4. Syntax of UTF-8 Byte Sequences

For the convenience of implementors using ABNF, a definition of UTF-8 in ABNF syntax is given here.

UTF-8 String Definition

A UTF-8 string is a sequence of octets representing a sequence of UCS characters. An octet sequence is valid UTF-8 only if it matches the following syntax, which is derived from the rules for encoding UTF-8 and is expressed in the ABNF of [RFC2234].

ABNF Syntax

UTF8-octets = *( UTF8-char )
UTF8-char   = UTF8-1 / UTF8-2 / UTF8-3 / UTF8-4
UTF8-1      = %x00-7F
UTF8-2      = %xC2-DF UTF8-tail
UTF8-3      = %xE0 %xA0-BF UTF8-tail / %xE1-EC 2( UTF8-tail ) /
              %xED %x80-9F UTF8-tail / %xEE-EF 2( UTF8-tail )
UTF8-4      = %xF0 %x90-BF 2( UTF8-tail ) / %xF1-F3 3( UTF8-tail ) /
              %xF4 %x80-8F 2( UTF8-tail )
UTF8-tail   = %x80-BF

Syntax Explanation

UTF8-1: Single-Byte Sequences

%x00-7F

Range: 0x00 to 0x7F (0-127)
Encoding: Complete ASCII range
Pattern: 0xxxxxxx

UTF8-2: Two-Byte Sequences

%xC2-DF UTF8-tail

First byte: 0xC2 to 0xDF (194-223)
Tail byte: 0x80 to 0xBF (128-191)
Pattern: 110xxxxx 10xxxxxx
Note: First byte cannot be 0xC0 or 0xC1 (would produce overlong encoding)
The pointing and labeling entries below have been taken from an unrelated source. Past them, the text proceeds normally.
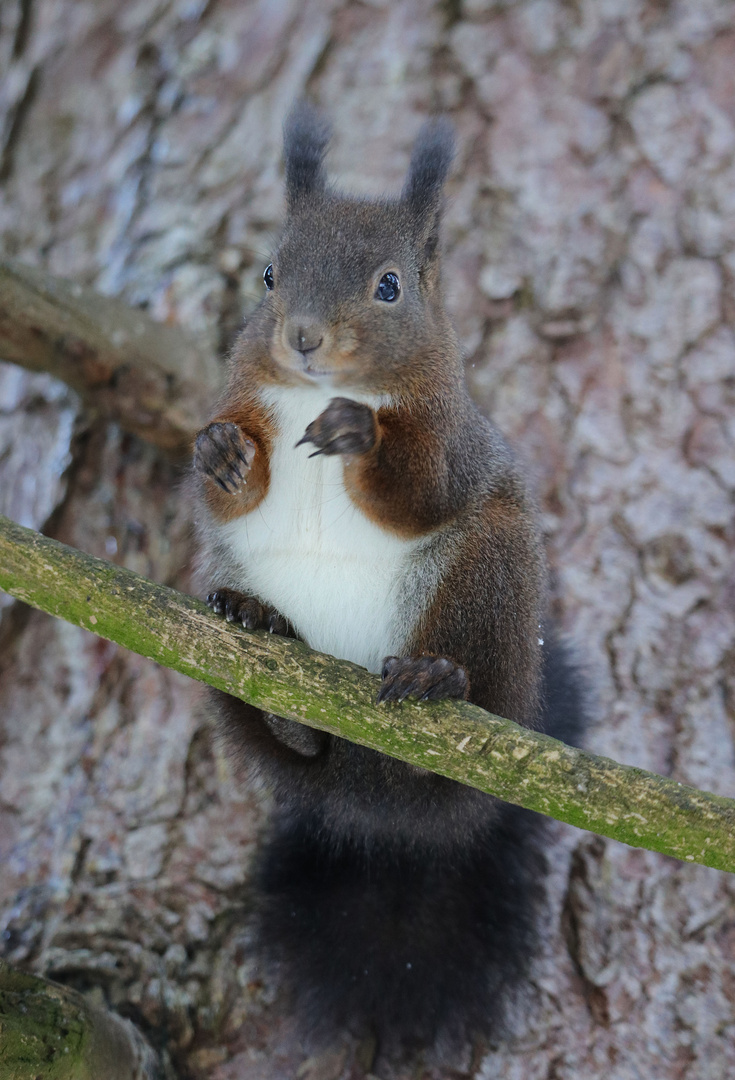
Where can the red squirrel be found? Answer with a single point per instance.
(352, 495)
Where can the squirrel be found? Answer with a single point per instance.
(353, 496)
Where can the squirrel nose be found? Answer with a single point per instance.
(303, 334)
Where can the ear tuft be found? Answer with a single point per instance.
(305, 138)
(431, 161)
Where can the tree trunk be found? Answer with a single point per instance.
(590, 269)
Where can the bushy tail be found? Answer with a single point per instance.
(414, 945)
(411, 947)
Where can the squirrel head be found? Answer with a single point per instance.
(353, 291)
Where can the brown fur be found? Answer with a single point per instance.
(394, 900)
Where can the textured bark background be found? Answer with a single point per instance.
(590, 270)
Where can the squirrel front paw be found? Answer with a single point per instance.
(427, 678)
(248, 611)
(345, 427)
(225, 454)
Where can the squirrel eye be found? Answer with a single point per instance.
(389, 287)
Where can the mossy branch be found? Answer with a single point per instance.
(151, 379)
(283, 676)
(50, 1031)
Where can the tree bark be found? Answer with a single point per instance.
(155, 381)
(50, 1033)
(285, 677)
(589, 269)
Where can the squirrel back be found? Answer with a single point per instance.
(352, 495)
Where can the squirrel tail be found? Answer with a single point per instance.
(413, 948)
(410, 944)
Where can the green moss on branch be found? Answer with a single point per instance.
(285, 677)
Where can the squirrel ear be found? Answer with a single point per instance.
(305, 138)
(431, 161)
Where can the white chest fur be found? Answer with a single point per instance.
(342, 581)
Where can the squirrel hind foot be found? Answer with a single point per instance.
(248, 611)
(427, 678)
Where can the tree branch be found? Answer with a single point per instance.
(151, 379)
(283, 676)
(51, 1031)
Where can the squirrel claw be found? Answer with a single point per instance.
(427, 678)
(248, 611)
(225, 454)
(345, 427)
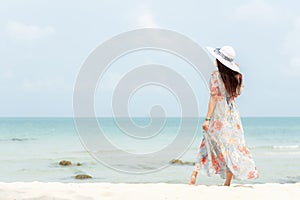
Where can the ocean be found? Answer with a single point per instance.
(31, 149)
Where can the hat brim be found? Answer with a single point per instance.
(231, 65)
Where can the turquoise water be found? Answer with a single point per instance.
(30, 149)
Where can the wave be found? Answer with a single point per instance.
(287, 147)
(276, 147)
(15, 139)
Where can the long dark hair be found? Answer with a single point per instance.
(232, 80)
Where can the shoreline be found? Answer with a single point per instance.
(154, 191)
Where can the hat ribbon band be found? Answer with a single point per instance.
(217, 51)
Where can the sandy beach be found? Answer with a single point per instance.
(82, 191)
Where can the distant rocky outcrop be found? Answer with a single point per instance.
(82, 176)
(68, 163)
(180, 162)
(65, 163)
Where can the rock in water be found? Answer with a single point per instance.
(176, 161)
(65, 163)
(82, 176)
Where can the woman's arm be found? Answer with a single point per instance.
(214, 98)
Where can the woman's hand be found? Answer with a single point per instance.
(205, 125)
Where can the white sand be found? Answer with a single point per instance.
(38, 190)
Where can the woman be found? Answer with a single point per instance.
(223, 149)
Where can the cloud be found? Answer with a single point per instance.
(26, 32)
(42, 85)
(291, 45)
(7, 75)
(258, 11)
(146, 19)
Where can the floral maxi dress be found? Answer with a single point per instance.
(223, 146)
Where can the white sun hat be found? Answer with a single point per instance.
(226, 56)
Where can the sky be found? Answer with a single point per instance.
(43, 45)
UTF8-3: Three-Byte Sequences

Four cases:

Case 1: `%xE0 %xA0-BF UTF8-tail`

First byte: 0xE0
Second byte: 0xA0 to 0xBF
Third byte: 0x80 to 0xBF
Encoding range: U+0800 to U+0FFF

Case 2: `%xE1-EC 2( UTF8-tail )`

First byte: 0xE1 to 0xEC
Following bytes: Two UTF8-tail (0x80-0xBF)
Encoding range: U+1000 to U+CFFF

Case 3: `%xED %x80-9F UTF8-tail`

First byte: 0xED
Second byte: 0x80 to 0x9F
Third byte: 0x80 to 0xBF
Encoding range: U+D000 to U+D7FF
Note: Avoids surrogate pair range (U+D800-U+DFFF)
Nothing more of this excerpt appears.